For Garnishing the Kadai Mushroom

  • Ginger – ½ inch julienne
  • Coriander – 1 – 2 tablespoon chopped

How to make

Making the kadai Masala

  1. Start with making the star ingredient of Kadai Mushroom. Heat a pan and dry roast the ingredients of kadai masala on a low flame for about or until the mixture releases a fragrance. Let the spices cool, use a dry blender to make a coarse powder.

Chop the mushroom

  1. It is important to clean mushroom properly as it can have dirt residue on it. Wash the mushroom thoroughly. Use a clean napkin to pat dry, in order to remove excess moisture. Depending on the size of the mushroom, cut the mushrooms into halves or quarters. Remember to trim thin slices from the ends of the stems before chopping.

Dice into squares 1 onion and capsicum. Roughly chop the other onion and tomato. Crush ginger and garlic to a pasty form.

Cooking Kadai Mushroom

  1. Take a Kadai and add 1 teaspoon oil. Once heated add ginger and garlic paste, sauté for about ½ a minute until the smell evaporated. Add onion and sauté till they turn slightly pink, add tomatoes and a pinch of salt to help them cook.

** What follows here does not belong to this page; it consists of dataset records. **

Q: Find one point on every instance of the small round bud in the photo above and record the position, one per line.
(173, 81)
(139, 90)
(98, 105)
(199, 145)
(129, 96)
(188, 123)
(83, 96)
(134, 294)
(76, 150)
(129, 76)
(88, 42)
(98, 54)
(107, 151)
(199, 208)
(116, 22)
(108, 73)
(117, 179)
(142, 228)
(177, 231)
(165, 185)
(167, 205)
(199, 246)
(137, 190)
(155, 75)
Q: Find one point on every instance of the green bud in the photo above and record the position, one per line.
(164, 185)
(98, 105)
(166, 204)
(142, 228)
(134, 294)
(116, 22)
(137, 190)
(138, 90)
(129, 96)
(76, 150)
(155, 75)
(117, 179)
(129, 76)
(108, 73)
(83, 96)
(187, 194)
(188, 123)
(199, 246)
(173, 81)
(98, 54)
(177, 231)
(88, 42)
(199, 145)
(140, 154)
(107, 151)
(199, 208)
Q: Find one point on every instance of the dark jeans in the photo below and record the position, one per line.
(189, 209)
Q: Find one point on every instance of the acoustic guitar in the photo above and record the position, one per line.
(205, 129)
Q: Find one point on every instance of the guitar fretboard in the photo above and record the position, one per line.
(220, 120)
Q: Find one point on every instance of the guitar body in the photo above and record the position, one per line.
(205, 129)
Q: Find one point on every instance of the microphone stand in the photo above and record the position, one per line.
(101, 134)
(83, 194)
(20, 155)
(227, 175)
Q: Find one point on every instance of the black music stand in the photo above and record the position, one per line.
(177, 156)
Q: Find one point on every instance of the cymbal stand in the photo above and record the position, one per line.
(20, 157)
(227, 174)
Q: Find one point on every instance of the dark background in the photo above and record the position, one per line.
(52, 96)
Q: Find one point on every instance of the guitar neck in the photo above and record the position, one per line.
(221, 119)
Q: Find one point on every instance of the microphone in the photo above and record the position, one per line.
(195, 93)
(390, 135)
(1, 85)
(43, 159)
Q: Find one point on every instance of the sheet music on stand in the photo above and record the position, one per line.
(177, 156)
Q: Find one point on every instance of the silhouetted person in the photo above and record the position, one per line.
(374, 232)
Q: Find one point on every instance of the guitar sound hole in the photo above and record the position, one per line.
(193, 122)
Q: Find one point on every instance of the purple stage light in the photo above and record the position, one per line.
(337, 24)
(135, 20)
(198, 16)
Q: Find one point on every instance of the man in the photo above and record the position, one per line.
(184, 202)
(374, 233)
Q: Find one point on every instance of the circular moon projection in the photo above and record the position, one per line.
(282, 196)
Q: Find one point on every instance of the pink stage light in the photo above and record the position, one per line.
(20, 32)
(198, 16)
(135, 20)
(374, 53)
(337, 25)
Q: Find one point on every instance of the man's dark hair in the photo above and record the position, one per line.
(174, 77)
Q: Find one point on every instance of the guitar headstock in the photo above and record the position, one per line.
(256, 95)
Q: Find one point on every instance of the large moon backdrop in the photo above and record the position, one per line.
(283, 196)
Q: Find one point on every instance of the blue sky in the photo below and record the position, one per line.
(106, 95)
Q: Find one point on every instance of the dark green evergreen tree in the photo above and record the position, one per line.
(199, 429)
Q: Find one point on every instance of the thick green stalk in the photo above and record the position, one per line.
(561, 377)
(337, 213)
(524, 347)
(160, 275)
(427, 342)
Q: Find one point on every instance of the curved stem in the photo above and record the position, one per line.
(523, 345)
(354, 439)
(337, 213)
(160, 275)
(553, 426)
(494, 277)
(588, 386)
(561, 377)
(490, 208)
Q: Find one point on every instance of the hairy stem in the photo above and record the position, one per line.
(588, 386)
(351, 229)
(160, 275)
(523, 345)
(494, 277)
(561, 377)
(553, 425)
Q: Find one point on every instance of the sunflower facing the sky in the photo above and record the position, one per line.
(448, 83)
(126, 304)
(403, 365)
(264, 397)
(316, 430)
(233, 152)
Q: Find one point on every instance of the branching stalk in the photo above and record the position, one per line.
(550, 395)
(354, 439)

  2. Add cashew nuts and cook until tomatoes turn mushy. Let it cool a bit and then use a blender to make a smooth paste of the mixture.

  3. Reheat the kadai, add 1 teaspoon oil. Once heated add sliced mushroom and sauté for 3 minutes. The mushroom will release water, sauté on medium flame until the water almost evaporates. Add capsicum and onion cubes. Sauté them for about 2 minutes, remember the crunchiness of onion and capsicum add texture to the Kadai Mushroom, so do not overcook them. Set the mixture on the side.

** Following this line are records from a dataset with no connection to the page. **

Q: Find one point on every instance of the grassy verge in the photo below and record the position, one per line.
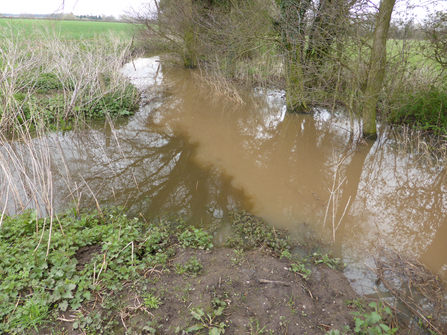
(68, 29)
(48, 80)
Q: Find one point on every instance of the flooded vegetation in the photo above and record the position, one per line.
(187, 152)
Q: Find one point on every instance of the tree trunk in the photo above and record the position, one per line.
(377, 68)
(291, 27)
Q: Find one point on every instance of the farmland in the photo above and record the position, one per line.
(67, 29)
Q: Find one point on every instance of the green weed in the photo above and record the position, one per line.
(250, 231)
(33, 284)
(371, 323)
(151, 301)
(424, 110)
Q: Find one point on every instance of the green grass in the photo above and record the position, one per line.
(68, 29)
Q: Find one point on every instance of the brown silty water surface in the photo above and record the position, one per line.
(188, 151)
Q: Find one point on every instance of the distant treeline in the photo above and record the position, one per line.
(69, 16)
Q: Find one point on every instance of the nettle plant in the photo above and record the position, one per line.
(40, 272)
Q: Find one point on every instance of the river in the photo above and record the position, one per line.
(192, 152)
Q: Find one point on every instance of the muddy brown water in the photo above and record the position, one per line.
(192, 152)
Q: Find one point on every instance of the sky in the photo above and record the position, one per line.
(117, 7)
(77, 7)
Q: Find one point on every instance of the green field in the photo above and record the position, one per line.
(68, 29)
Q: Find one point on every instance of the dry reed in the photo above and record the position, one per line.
(27, 149)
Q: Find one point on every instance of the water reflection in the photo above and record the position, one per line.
(188, 152)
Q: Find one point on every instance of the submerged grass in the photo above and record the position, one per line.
(48, 83)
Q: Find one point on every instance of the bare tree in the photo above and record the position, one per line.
(377, 67)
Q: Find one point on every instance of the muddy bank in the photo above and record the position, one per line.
(258, 294)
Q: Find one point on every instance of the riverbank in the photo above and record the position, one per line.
(104, 273)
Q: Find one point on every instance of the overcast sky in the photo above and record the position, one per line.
(77, 7)
(117, 7)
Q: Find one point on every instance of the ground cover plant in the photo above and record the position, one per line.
(103, 272)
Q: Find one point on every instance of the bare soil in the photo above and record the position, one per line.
(259, 292)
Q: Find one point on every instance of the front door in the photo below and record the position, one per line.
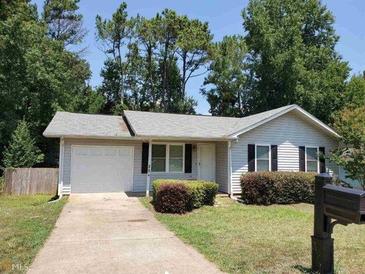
(206, 162)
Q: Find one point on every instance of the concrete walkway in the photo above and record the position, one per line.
(113, 233)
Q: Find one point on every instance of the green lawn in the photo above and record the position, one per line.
(262, 239)
(25, 223)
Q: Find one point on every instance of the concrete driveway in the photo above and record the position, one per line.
(113, 233)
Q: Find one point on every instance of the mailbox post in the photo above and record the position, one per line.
(322, 243)
(345, 206)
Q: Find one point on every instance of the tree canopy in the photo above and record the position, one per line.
(293, 57)
(22, 151)
(150, 61)
(350, 153)
(38, 76)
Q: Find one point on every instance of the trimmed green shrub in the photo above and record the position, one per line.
(265, 188)
(201, 192)
(172, 198)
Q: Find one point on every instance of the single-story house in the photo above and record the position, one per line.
(104, 153)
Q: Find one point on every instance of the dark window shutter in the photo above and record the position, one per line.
(274, 158)
(301, 158)
(144, 157)
(188, 157)
(251, 157)
(322, 160)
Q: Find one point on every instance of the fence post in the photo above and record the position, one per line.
(322, 243)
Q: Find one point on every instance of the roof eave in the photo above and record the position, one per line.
(293, 107)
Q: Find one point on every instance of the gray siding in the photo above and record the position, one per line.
(288, 132)
(139, 179)
(221, 167)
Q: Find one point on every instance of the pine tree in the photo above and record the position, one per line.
(22, 151)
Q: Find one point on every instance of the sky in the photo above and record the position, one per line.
(224, 18)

  4. Take the same kadai, add oil. Once heated add kadai masala and let it cook for about 2 minutes. Add the onion and tomato mixture, saute it for about 3 – 5 minutes on a medium flame. Add salt and red chili powder, as you observe that the mixture is starting to release some oil, add water into the mix as per the consistency required.

  5. After the gravy starts thickening a little adds the sautéed mushroom, capsicum and onion. Let it cook for just about a minute on medium flame. Add dried fenugreek leaves, switch off the gas and cover with a lid. Let it rest for about 5 – 10 minutes.

  6. Taste and adjust salt, transfer into a serving dish or leave it the Kadai for the full effect. Add ginger juliennes and chopped coriander leaves. Serve with rice or bread of your choice.


  • While Kadai Mushroom usually uses button mushrooms, you can switch to shiitake, chanterelle or portabella for variations.
  • While the spice mix, i.e. the kadai masala can be stored in an airtight jar for later and is also available in stores, the flavor profile of Kadai Mushroom comes out best when the spices are freshly dry roasted.
  • If you want to make curry less spicy but still want to keep the deep red color of the gravy, use Kashmiri dry chilies.

Nutritional Value of Kadai Mushroom

  1. Calories 77
  2. Total Fat 2g
  3. Sodium 10mg
  4. Potassium 488mg
  5. Total Carbohydrates 13g
  6. Dietary Fiber 3g
  7. Sugars 5g
  8. Protein 4g


So, this is everything you needed to know about the famous Kadai Mushroom Recipe. Cook it at your home and get ready to receive praise from everyone.